Populonia, Livorno, Italy - Situated in a strategic part of the bay, next to a navigable inland lake and to the great Campiglia mines, Populonia was for centuries (from 900 BCE to 100 CE) one of the most significant centers of iron smelting and trade in the Mediterranean. The transfer of the city to Roman rule (250/200 BCE) did not halt its metalworking activities: iron exports supported the Roman expansion in Africa, and the Augustan ruling class (50 BCE - 50 CE) had important economic interests in the area’s industrial production and commerce.
The ancient maritime settlement of Poggio del Molino is located in the heart of the former territory of Populonia, overlooking the Tyrrhenian Sea. This excavation aims to fill key gaps in our knowledge of the industrial history and coastal economy of Populonia and its region, from the early Roman period (250/200 BCE) to the early Middle Ages (600 CE). The project results will offer a more profound understanding of the industrial aspects of Roman rule and territorial exploitation, given the site’s strategic position near natural resources. With treasure hunters, looters, and even development pressures threatening the integrity of the site, your help is needed to secure the past before they are lost forever.
The most impressive tombs found at the Baratti and Populonia Archaeological Park were buried beneath iron slagheaps between the 4th and the 1st century BC left by smelting work carried out in Populonia. The iron slag was excavated at the beginning of the twentieth century, but many tombs were partially destroyed by machines used to collect slag. At the Earthwatch project’s excavation site, it is believed that volunteers will help discover the remains of an industrial building used between the 4th and the 1st century B.C. and, underneath, a portion of Etruscan necropolis (7th-4th century B.C.).
You’ll have a chance to employ skills from all relevant archaeological and historical disciplines to reconstruct the area’s complex past as fully as possible.
Meet the Scientists
Dr Carolina Megale
Dr. Carolina Megale, born in Livorno, Italy, is the project director of Archeodig, and specializes in stamps on Roman pottery and brick. Dr. Megale has a Ph.D. in history and civilization of the ancient world from the University of Florence. She teaches archaeology and art of ancient Italy at the International Studies Institute at Palazzo Rucellai, a study-abroad program in Florence. Dr. Megale has also edited an archaeology manual called Fare l’Archeologo per Passion e per Mestiere for high school and university students and volunteers—the first for this audience published in Italy. She loves cooking Italian and international dishes. Most of all, Dr. Megale loves traveling. In 2013 Carolina will be present on May and June teams at all times; present less frequently on September and October teams.
Dr. Andrea Camilli
Dr Camilli is the Principal Director of the Cantiere delle Navi Antiche di Pisa and of the Centro di Restauro del Legno Bagnato, and was the Project Manager in the creation of the Museo delle Navi Antiche. He earned his Ph.D. in Archaeology at Scuola Nazionale di Archeologia (Università degli Studi di Roma "La Sapienza"). His main research interests and publications include ancient topography and urbanism of ancient Italy, the archaeology of the villa and small settlements, using G.I.S in archaeology, maritime and underwater archaeology, and wood conservation. With the Centro di Restauro del Legno Bagnato he works on the methodology for conservation of organic materials and new technologies for archaeology. Dr Camilli’s other interests include hiking, cooking, reading and drawing (especially comic-strips). There may be a possibility that Dr Camilli will visit the site whilst you are there.
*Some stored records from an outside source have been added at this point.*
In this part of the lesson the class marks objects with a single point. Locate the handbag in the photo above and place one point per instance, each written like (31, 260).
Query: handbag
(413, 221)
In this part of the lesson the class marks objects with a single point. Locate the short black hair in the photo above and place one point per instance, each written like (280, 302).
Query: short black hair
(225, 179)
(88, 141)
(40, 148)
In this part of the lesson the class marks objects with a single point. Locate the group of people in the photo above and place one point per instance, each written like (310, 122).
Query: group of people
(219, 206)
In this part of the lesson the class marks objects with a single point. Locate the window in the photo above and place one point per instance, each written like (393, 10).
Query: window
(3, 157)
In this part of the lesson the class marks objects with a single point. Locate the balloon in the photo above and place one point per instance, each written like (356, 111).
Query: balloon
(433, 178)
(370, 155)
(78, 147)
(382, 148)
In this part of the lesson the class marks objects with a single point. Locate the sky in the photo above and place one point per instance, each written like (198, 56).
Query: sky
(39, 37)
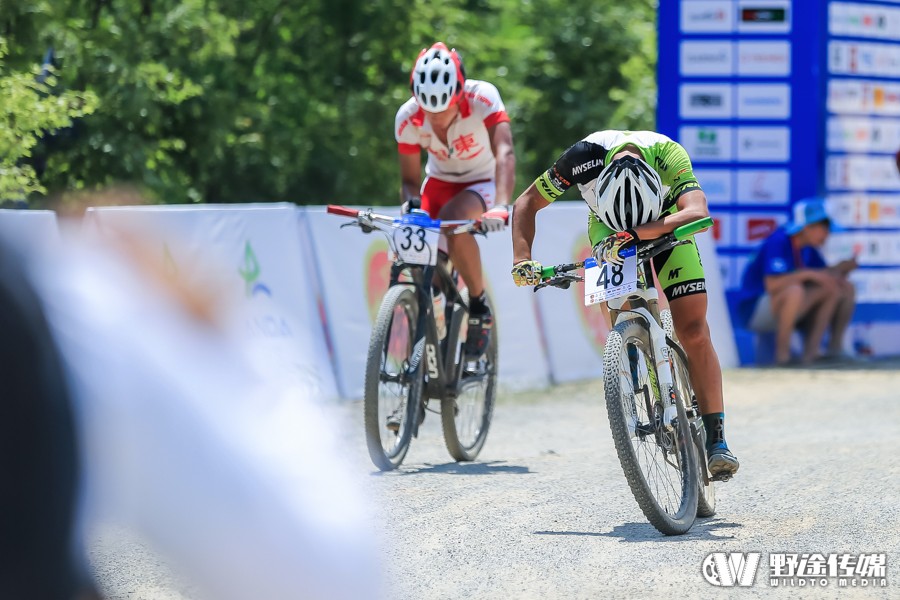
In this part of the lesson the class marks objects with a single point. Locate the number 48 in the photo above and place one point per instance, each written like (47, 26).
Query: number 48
(605, 280)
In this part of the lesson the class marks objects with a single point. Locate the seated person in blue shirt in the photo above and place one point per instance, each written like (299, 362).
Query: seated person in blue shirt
(788, 284)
Dr Giandomenico De Tommaso
Università di Firenze
Dr. Giandomenico De Tommaso was born in Ravenna, Italy. He is the Project Scientific Director. His current research focus is Roman manufactured goods, particularly glass. He has a Ph.D. in Archaeology from the University of Pisa. He teaches Greek Archaeology at the University of Trento and at the Archaeological School of the University of Florence. In the 1980’s, he started the excavation of the Villa of Poggio del Molino and published the first report on the site. He directed the setting up of Museo Archeologico del territorio di Populonia in Piombino, which opened in 2002, where a section is dedicated to the Villa. He loves cinema, theatre, classical music, and particularly the history of art. Giandomenico will visit once for each Earthwatch team.
Dr. Stefano Genovesi
University of Piza
Dr. Stefano Genovesi, a field archaeologist, will coordinate fieldwork, students, and volunteers, and will lecture on archaeological stratigraphy and Etruscan and Roman pottery. He earned his Ph.D. at the University of Pisa and has studied the Roman economy and the role of amphorae in the Roman world, particularly in Italy. Present on all teams.